Después del antidescubrimiento obtenido durante la jornada, me dí cuenta que no podía continuar perdiendo el tiempo. De la misma forma que tenía la certeza de que los sucesos no habían aumentado sino que sencillamente habían comenzado a ser visibles, tenía la certeza de que todas aquellas muertes repentinas, acaecidas con más o menos violencia, de alguna manera habían sido propiciadas de forma voluntaria por una fuerza que lejos de ser mayor o emparentar con el destino, estaban tan cerca del finado que éste era incapaz de sospechar de su peligro.
La primavera se había convertido, con sus idas y venidas, en un periodo espeso, que a modo de engrudo penetraba en nuestros cuerpos haciendo que un nudo intragable se apoderase de la entrada de nuestro estómago, exactamente en el punto final de la aguja del esternón, dando un leve paso al verdejo de turno, tomado de manera deliberada con la intención de liberar ideas o en su defecto, acusar el estado de sopor que ya sin él, veníamos viviendo.

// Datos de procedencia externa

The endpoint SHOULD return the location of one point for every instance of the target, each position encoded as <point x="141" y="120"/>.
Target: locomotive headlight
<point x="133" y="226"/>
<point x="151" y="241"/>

Era tiempo ya de decidirse, de dejar la lectura de lado, pues había transformado el vicio en poco más que una excusa para continuar vageando. La pereza me había convertido en su esclavo y yo limpiaba mi conciencia bajo las páginas de algun libro.
Lejos estaba la historia de la perfumera, olvidada más que escondida en el dos punto cero. El editor no dejaba de enviar correos y yo, en un limbo inventado, descubriento entuertos, como si tuviera tiempo, como haciendo compañía al muerto.